Rocco Schiavone est toujours « puni » à Aoste où il est sous-préfet, dirigeant une brigade de police hétéroclite…
Lui qui n’aime pas les emmerdes, il va être servi ! Une lycéenne vient le voir pour lui signaler la disparition de son amie, Chiara, depuis leur week-end en boite avec leurs copains… Bizarre. Surtout lorsque Rocco constate que les parents de Chiara lui cachent qu’elle n’est pas revenue à la maison.
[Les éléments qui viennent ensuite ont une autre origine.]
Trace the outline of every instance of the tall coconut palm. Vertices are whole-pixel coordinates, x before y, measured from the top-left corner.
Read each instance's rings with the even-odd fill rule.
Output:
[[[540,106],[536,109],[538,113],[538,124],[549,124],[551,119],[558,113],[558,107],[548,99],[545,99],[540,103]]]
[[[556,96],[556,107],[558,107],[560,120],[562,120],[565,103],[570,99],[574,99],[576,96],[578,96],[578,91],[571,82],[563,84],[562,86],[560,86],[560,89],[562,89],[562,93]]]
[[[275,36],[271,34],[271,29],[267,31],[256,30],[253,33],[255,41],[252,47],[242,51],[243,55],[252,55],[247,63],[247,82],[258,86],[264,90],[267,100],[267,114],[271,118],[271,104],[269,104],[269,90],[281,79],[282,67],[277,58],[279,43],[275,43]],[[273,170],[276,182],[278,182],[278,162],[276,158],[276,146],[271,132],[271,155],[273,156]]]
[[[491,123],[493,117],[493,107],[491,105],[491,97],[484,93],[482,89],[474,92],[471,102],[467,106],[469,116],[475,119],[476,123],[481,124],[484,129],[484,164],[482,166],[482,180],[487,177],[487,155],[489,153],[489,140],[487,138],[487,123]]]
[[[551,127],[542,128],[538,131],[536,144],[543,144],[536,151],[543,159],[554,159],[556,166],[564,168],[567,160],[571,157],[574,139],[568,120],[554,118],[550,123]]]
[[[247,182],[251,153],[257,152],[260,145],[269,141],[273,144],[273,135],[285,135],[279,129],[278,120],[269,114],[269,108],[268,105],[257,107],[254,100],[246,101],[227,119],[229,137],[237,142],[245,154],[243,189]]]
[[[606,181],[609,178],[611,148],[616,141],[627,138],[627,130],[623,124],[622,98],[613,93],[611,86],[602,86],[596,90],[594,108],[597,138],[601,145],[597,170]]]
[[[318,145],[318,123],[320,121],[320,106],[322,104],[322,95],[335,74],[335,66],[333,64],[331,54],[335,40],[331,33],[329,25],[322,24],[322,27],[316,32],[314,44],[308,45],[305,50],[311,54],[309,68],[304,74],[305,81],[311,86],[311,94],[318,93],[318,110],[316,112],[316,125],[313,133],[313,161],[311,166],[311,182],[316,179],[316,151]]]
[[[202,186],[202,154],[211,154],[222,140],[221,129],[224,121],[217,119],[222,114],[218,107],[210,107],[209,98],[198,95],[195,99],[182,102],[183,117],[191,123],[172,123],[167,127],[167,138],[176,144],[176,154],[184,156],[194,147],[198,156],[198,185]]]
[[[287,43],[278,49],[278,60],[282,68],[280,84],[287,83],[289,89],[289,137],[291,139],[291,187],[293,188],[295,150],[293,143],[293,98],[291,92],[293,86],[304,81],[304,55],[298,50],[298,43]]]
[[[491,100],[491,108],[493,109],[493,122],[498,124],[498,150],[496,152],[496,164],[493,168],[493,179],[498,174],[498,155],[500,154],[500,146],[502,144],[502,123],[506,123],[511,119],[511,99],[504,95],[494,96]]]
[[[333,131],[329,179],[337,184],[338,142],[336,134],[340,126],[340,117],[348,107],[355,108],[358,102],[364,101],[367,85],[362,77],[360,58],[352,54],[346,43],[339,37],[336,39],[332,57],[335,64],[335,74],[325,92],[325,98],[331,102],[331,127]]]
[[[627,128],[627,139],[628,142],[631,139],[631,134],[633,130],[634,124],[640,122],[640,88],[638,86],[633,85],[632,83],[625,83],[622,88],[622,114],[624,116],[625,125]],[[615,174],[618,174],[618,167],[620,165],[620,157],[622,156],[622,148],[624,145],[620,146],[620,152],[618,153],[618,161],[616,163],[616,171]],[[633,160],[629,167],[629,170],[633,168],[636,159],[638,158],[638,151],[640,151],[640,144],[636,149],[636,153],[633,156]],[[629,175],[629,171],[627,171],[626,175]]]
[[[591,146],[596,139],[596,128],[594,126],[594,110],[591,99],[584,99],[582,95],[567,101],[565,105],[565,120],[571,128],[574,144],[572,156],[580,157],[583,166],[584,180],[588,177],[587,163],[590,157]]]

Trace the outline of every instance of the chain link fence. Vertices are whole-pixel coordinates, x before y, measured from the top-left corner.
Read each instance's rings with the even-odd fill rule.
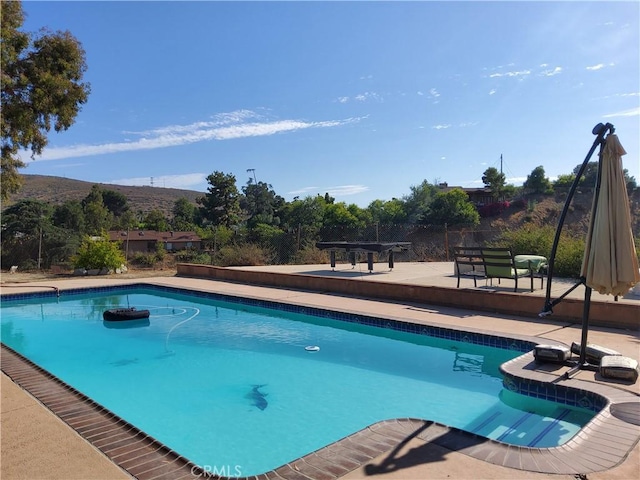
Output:
[[[328,261],[328,252],[315,247],[317,241],[331,242],[411,242],[407,251],[394,253],[396,262],[452,261],[453,247],[481,245],[499,235],[495,230],[473,227],[449,229],[436,225],[380,225],[363,228],[331,227],[319,232],[305,231],[304,227],[283,232],[268,239],[261,239],[259,246],[268,252],[264,263],[271,265],[309,264]],[[346,252],[336,252],[337,261],[348,261]],[[388,253],[378,255],[378,260],[388,260]]]

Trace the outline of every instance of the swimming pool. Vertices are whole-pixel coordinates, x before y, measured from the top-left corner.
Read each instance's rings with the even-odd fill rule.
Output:
[[[104,309],[127,303],[149,308],[150,324],[106,328]],[[429,418],[540,447],[593,415],[502,389],[498,366],[530,349],[522,342],[491,339],[505,347],[496,349],[464,332],[434,338],[433,329],[388,320],[264,306],[274,305],[149,289],[16,299],[3,302],[2,338],[195,463],[245,475],[385,418]],[[305,350],[312,345],[320,350]]]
Ça sent le kidnapping à plein nez ! Rocco et son équipe vont devoir marcher sur des œufs et opérer en toute discrétion, hors des radars des juges, du préfet, et des parents eux-mêmes…

J’avais oublié à quel point le personnage de Rocco m’était sympathique avec tous ses défauts : macho, infidèle, râleurs, parfois brutal… et sans pitié avec les maillons faibles son équipe !
Je ne suis habituellement pas fans des univers type mafia, mais là, ça passe pas mal, car nous voyons alternativement les scènes d’enquête du côté de Rocco, et celle du côté de Chiara qui est en assez mauvaise posture et est passée en mode survie…
Si l’histoire n’est pas ultra originale, j’ai aimé la patte de l’auteur et les petits détails qu’il glisse ici et là pour nous rendre le récit un peu moins sérieux, voir surréaliste. La haine par exemple de Rocco pour la neige et les flaques d’eau… qui ont eu la peau de sa demi-douzaine de paires de Clarks, ce qui le rend morose.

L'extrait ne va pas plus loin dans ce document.